Orta beyin boşluğu, III ve IV ventrikülleri birbirine bağlayan dar bir kanal olan beynin su kemeri (Sylyvia Su Kemeri) olarak adlandırılır. Üstte çatı plakası ile sınırlıdır ve altta serebral pedinküllerin örtüsü bulunur. Su kemerinin uzunluğu 2 cm'yi geçmez Su kemerinin çevresinde, retiküler formasyonu, III ve IV kranyal sinir çiftlerinin motor çekirdeklerini ve eşleştirilmiş aksesuar bitkisel çekirdeği (Yakubovich) içeren merkezi bir gri madde vardır. ), eşleşmemiş medyan çekirdek ve trigeminal sinirin çekirdek orta beyin yolu. (2, s364-371)

Çözüm

Beyin sapı, omuriliğin kranial boşluktaki devamıdır. Kranial sinirlerin kökleri gövdeden uzanır. Omuriliğin gri maddesinin arka ve ön boynuzlarına benzer şekilde, beyin sapı, yüz derisindeki reseptörlerden, burun, ağız, farenks ve gırtlaktaki mukozalardan sinyaller alan kranyal sinirlerin duyusal çekirdeklerini içerir. görsel, tatlandırıcı, işitsel ve vestibüler reseptörlerin yanı sıra yüz, dil, farenks, gırtlak kaslarını sinirlendiren motor çekirdekleri.

Beyin sapı, beyin bölümlerinin aktivitesini kontrol eden ve bunları tek bir yürütme organında birleştiren sinir oluşumlarını içerir. Bu oluşumlar şunları içerir: sadece omuriliğin değil aynı zamanda beyin, solunum ve vazomotor kök merkezlerinin aktivitesi üzerinde de büyük etkisi olan retiküler oluşum; gözlerin ve başın dostane hareketlerini sağlayan bir merkez; başın konumuna bağlı olarak gövde ve uzuvların konumunu düzenleyen bir merkez; Ani, beklenmeyen ses ve ışık uyarımlarına vb. karşı otomatik tepkileri kontrol eden merkez.

insan, bu arada kök Parça beyin sinir sisteminin alt fonksiyonlarını sağlar... fonksiyonlar özel bir sistemin faaliyeti ile sağlanır. departman serebral hemisferler - korteks KAFA beyin, ana taşıyıcıyı taşıyan ...

  • Işlevsel organizasyon beyin

    Özet >> Psikoloji

    İmplante edildi kök Departman beyin(ortalama seviyede beyin), başardılar... afferent uyarılma en yüksek seviyeye ulaşır bölümler KAFA beyin. Bunlar sözde... alt kısmın işleviyle ilişkilidir. kök bölümler retiküler oluşum. O genelleştirilmiş...

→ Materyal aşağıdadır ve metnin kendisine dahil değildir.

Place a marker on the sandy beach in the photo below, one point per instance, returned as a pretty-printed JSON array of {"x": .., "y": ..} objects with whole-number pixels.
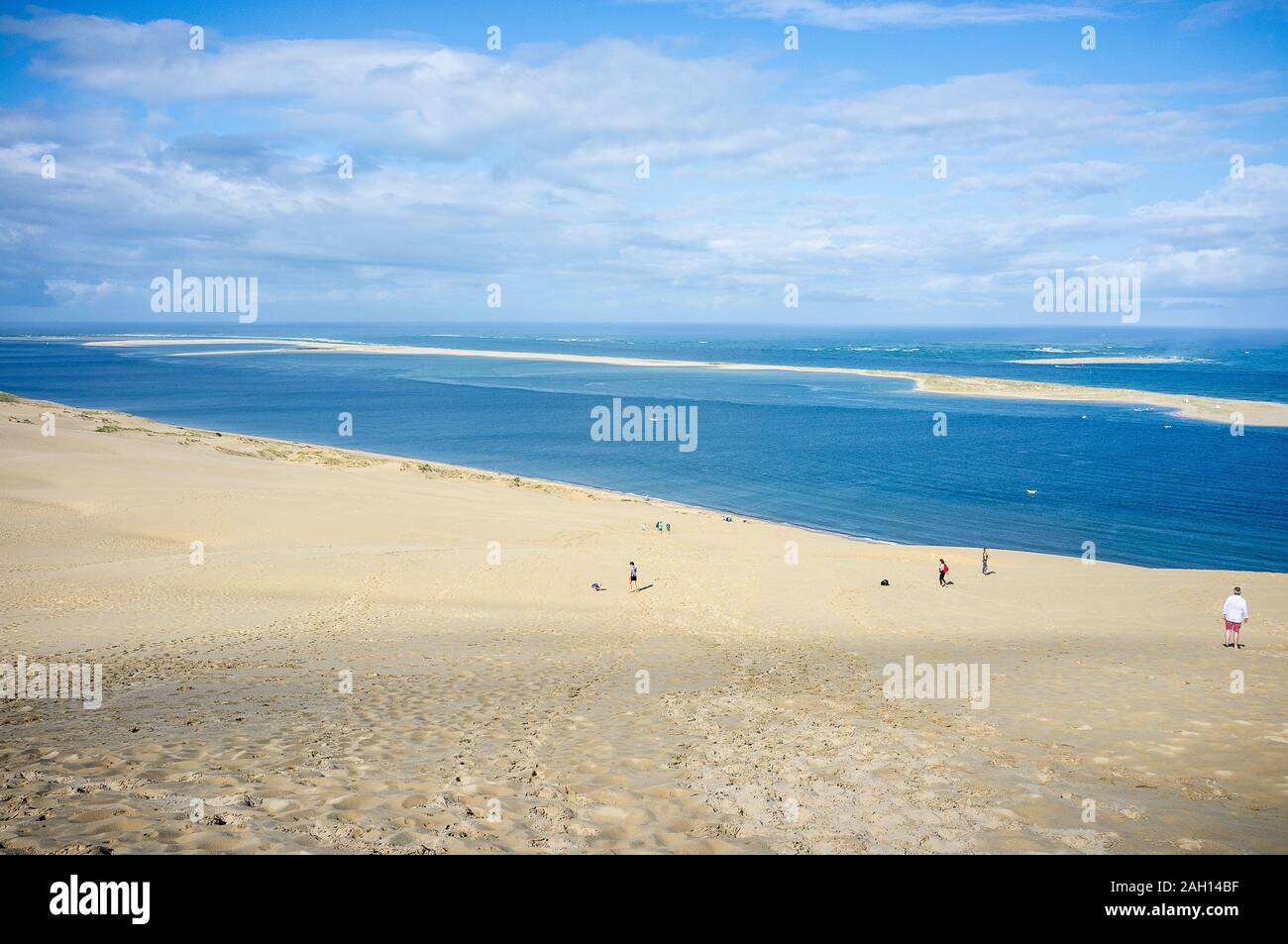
[
  {"x": 380, "y": 655},
  {"x": 1188, "y": 406},
  {"x": 1090, "y": 361}
]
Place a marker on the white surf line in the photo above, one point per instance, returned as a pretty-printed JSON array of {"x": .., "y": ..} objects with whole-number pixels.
[{"x": 1207, "y": 408}]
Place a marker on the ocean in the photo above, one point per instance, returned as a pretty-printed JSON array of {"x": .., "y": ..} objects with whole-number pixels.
[{"x": 842, "y": 454}]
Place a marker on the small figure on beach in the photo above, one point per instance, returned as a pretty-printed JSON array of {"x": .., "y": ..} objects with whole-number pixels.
[{"x": 1235, "y": 612}]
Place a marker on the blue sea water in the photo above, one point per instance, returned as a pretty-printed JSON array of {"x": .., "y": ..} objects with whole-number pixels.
[{"x": 844, "y": 454}]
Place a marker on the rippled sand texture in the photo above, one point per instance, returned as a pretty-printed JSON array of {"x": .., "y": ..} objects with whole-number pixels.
[{"x": 501, "y": 706}]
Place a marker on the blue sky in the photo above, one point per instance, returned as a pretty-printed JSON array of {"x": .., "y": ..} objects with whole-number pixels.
[{"x": 767, "y": 166}]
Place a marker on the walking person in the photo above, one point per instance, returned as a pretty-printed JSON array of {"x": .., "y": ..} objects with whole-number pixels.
[{"x": 1235, "y": 612}]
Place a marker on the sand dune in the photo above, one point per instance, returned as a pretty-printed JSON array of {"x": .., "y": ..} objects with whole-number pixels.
[
  {"x": 498, "y": 703},
  {"x": 1188, "y": 406}
]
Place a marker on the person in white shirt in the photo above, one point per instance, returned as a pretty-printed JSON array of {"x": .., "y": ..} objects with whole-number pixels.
[{"x": 1235, "y": 612}]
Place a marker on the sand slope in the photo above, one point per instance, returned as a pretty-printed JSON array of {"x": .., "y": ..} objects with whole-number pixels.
[{"x": 497, "y": 706}]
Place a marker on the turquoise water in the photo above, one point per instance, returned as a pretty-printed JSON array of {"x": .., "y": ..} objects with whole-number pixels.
[{"x": 851, "y": 455}]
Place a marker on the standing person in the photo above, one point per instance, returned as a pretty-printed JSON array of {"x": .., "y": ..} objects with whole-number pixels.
[{"x": 1235, "y": 612}]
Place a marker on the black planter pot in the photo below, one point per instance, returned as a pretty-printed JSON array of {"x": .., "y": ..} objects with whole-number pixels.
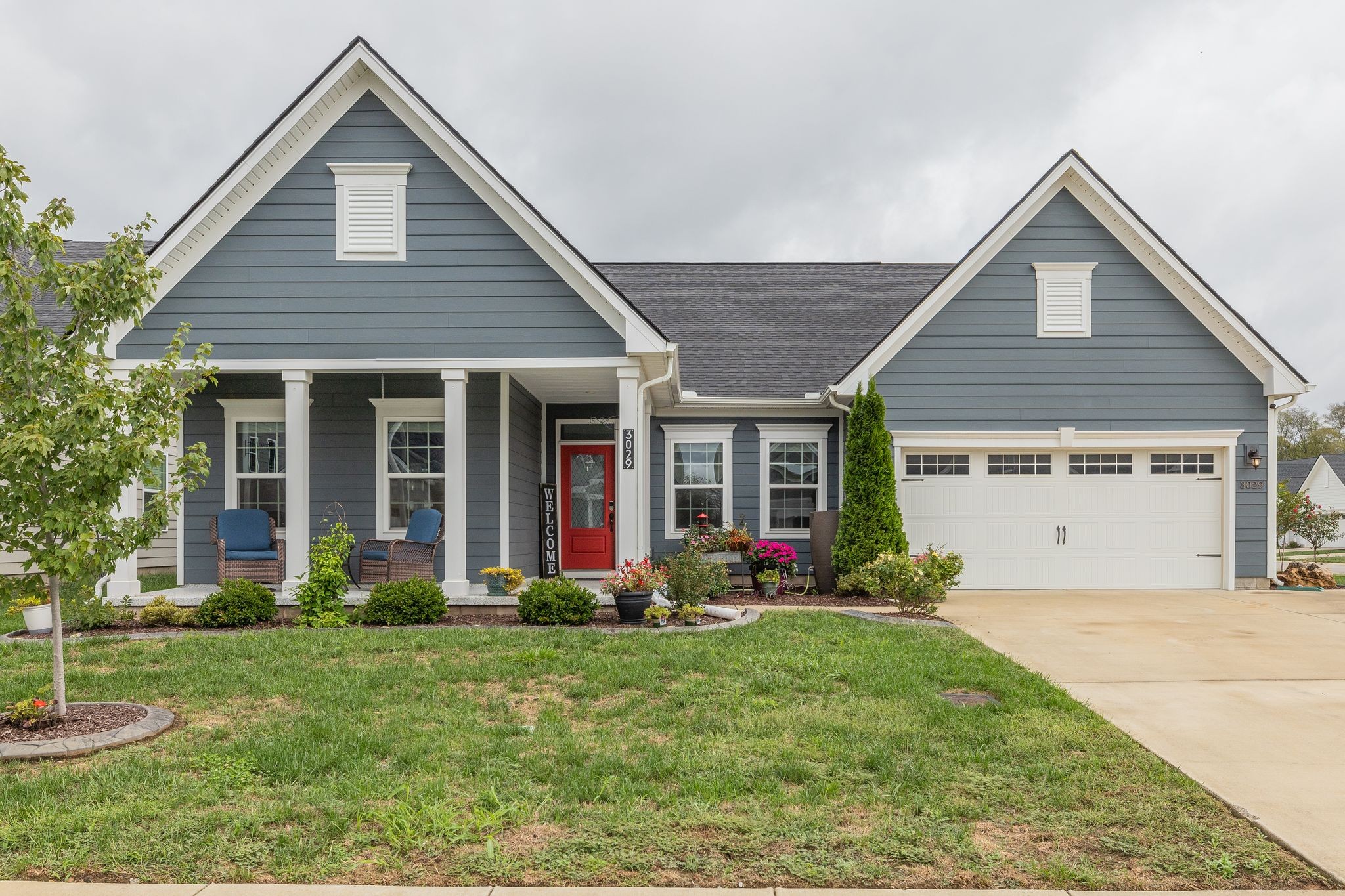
[{"x": 631, "y": 606}]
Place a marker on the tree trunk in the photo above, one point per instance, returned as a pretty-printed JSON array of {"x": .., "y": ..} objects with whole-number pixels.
[{"x": 58, "y": 652}]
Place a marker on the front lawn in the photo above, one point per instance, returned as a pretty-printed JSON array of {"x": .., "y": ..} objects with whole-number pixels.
[{"x": 807, "y": 748}]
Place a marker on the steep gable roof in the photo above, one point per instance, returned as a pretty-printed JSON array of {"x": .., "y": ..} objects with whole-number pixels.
[
  {"x": 1071, "y": 172},
  {"x": 357, "y": 70}
]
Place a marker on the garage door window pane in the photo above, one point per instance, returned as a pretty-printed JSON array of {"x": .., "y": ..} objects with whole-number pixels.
[
  {"x": 1181, "y": 464},
  {"x": 938, "y": 464},
  {"x": 1101, "y": 464}
]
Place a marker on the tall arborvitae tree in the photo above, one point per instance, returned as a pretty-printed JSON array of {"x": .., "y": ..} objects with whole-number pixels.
[
  {"x": 74, "y": 431},
  {"x": 871, "y": 523}
]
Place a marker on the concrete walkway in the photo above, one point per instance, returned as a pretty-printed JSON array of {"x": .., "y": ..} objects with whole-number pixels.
[
  {"x": 33, "y": 888},
  {"x": 1243, "y": 691}
]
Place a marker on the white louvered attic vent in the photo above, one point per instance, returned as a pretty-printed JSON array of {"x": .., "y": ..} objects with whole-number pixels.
[
  {"x": 370, "y": 211},
  {"x": 1064, "y": 300}
]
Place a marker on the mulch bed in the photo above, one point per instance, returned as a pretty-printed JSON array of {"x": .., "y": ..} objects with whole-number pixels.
[
  {"x": 85, "y": 719},
  {"x": 606, "y": 618}
]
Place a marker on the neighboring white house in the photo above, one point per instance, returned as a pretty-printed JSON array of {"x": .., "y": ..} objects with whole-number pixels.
[{"x": 1323, "y": 480}]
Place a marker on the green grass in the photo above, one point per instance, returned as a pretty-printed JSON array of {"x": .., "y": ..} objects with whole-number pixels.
[
  {"x": 158, "y": 581},
  {"x": 807, "y": 748}
]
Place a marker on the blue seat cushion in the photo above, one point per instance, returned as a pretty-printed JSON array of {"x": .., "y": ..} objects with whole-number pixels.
[
  {"x": 424, "y": 526},
  {"x": 250, "y": 555},
  {"x": 244, "y": 530}
]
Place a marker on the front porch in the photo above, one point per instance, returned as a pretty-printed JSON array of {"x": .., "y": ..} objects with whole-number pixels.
[{"x": 370, "y": 446}]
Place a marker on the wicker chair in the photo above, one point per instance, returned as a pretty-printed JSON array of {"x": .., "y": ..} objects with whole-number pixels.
[
  {"x": 401, "y": 559},
  {"x": 246, "y": 547}
]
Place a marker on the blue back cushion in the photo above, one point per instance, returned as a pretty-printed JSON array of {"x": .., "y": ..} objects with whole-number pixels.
[
  {"x": 424, "y": 526},
  {"x": 244, "y": 530}
]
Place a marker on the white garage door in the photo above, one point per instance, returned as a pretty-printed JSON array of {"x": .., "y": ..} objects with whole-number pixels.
[{"x": 1070, "y": 519}]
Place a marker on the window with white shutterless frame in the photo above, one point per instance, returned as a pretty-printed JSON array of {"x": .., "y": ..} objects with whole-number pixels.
[
  {"x": 370, "y": 211},
  {"x": 255, "y": 456},
  {"x": 697, "y": 476},
  {"x": 1064, "y": 300},
  {"x": 410, "y": 459},
  {"x": 793, "y": 477}
]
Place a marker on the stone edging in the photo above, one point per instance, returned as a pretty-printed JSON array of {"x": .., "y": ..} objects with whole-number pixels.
[
  {"x": 898, "y": 621},
  {"x": 747, "y": 618},
  {"x": 155, "y": 721}
]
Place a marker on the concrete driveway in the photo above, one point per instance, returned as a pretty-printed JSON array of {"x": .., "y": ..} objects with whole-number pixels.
[{"x": 1243, "y": 691}]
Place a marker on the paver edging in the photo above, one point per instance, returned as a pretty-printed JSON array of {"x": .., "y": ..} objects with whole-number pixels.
[
  {"x": 747, "y": 618},
  {"x": 156, "y": 721}
]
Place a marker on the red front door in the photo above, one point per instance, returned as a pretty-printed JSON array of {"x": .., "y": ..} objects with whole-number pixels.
[{"x": 588, "y": 501}]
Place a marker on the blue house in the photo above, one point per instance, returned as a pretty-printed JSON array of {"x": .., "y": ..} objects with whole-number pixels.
[{"x": 397, "y": 328}]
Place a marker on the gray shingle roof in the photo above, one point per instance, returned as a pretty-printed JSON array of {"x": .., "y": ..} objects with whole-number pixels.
[
  {"x": 775, "y": 330},
  {"x": 1293, "y": 473}
]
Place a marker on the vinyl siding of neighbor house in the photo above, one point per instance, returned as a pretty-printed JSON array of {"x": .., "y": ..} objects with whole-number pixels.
[
  {"x": 343, "y": 457},
  {"x": 470, "y": 286},
  {"x": 1324, "y": 486},
  {"x": 747, "y": 476},
  {"x": 525, "y": 476},
  {"x": 1149, "y": 364}
]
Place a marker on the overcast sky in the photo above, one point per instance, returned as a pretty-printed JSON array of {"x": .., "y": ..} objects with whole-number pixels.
[{"x": 755, "y": 131}]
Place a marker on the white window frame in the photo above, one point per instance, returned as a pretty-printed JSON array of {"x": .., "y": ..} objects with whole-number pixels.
[
  {"x": 372, "y": 175},
  {"x": 249, "y": 410},
  {"x": 674, "y": 433},
  {"x": 771, "y": 433},
  {"x": 401, "y": 410},
  {"x": 1064, "y": 272}
]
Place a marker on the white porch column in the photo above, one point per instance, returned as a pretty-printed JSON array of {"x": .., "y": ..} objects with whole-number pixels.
[
  {"x": 455, "y": 481},
  {"x": 627, "y": 480},
  {"x": 298, "y": 513},
  {"x": 124, "y": 576}
]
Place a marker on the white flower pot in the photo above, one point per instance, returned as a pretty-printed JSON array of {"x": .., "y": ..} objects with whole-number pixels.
[{"x": 38, "y": 620}]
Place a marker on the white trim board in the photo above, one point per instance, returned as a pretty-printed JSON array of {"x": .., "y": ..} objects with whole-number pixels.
[
  {"x": 1074, "y": 174},
  {"x": 357, "y": 70}
]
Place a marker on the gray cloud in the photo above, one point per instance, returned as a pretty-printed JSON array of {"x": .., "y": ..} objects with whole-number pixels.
[{"x": 755, "y": 131}]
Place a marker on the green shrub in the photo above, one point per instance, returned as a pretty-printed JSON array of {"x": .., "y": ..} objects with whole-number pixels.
[
  {"x": 693, "y": 580},
  {"x": 871, "y": 523},
  {"x": 557, "y": 602},
  {"x": 237, "y": 603},
  {"x": 405, "y": 603},
  {"x": 160, "y": 612},
  {"x": 323, "y": 591}
]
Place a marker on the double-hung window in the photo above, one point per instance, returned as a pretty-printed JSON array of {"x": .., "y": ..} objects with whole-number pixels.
[
  {"x": 410, "y": 461},
  {"x": 698, "y": 477},
  {"x": 255, "y": 461},
  {"x": 794, "y": 477}
]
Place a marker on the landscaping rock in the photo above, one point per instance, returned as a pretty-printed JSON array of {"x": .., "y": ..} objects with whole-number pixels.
[{"x": 1308, "y": 574}]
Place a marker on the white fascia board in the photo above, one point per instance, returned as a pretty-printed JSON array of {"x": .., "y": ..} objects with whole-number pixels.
[
  {"x": 295, "y": 135},
  {"x": 1064, "y": 438},
  {"x": 1074, "y": 175}
]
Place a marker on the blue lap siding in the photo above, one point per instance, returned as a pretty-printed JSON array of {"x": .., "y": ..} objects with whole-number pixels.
[{"x": 978, "y": 364}]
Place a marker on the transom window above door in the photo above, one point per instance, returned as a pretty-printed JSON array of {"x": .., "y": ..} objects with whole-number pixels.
[
  {"x": 698, "y": 468},
  {"x": 1101, "y": 464},
  {"x": 938, "y": 464},
  {"x": 1019, "y": 464},
  {"x": 794, "y": 477},
  {"x": 1181, "y": 464}
]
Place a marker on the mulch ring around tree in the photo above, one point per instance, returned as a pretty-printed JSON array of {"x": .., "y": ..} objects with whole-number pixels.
[{"x": 606, "y": 621}]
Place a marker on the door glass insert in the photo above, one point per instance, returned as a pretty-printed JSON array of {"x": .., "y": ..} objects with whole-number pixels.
[{"x": 588, "y": 492}]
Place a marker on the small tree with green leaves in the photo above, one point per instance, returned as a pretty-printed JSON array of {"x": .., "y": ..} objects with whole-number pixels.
[
  {"x": 871, "y": 523},
  {"x": 74, "y": 431},
  {"x": 1289, "y": 511}
]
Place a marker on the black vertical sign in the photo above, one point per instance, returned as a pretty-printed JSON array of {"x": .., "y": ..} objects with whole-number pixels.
[{"x": 550, "y": 534}]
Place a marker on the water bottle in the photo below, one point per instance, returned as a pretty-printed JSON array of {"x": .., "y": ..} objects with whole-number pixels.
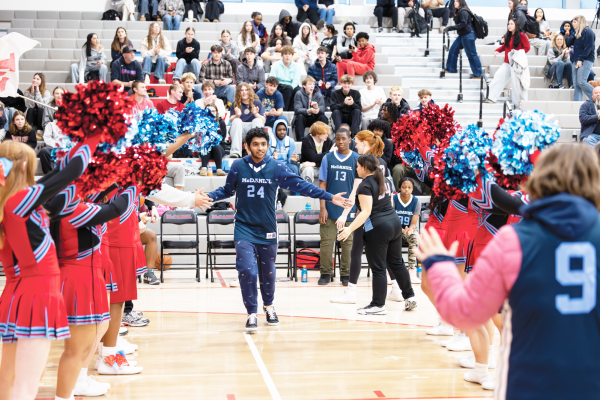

  • İnsan beyni, birçok görevi yerine getiren ve insan vücudunun genel işleyişinde önemli bir rol oynayan eşsiz bir organdır.

    Bu organın düzgün çalışması dört ana bileşeni tarafından sağlanır: beyincik, iki yarım küre ve beyin sapı.

    İkincisi birçok farklı işlevi yerine getirir; vücudun yaşamına nasıl yardımcı olduğunu anlamak için çalışmasının ayrıntılı olarak anlaşılması gerekir.

    Beyin Sapını Anlamak

    Beyin sağlıklı kişi 20-25 milyar nörondan oluşan ana düzenleyicidir. Merkezi sinir sisteminin, insan vücudunun işleyişini kontrol eden karmaşık elektriksel uyarıları doğru bir şekilde oluşturmasına yardımcı olurlar.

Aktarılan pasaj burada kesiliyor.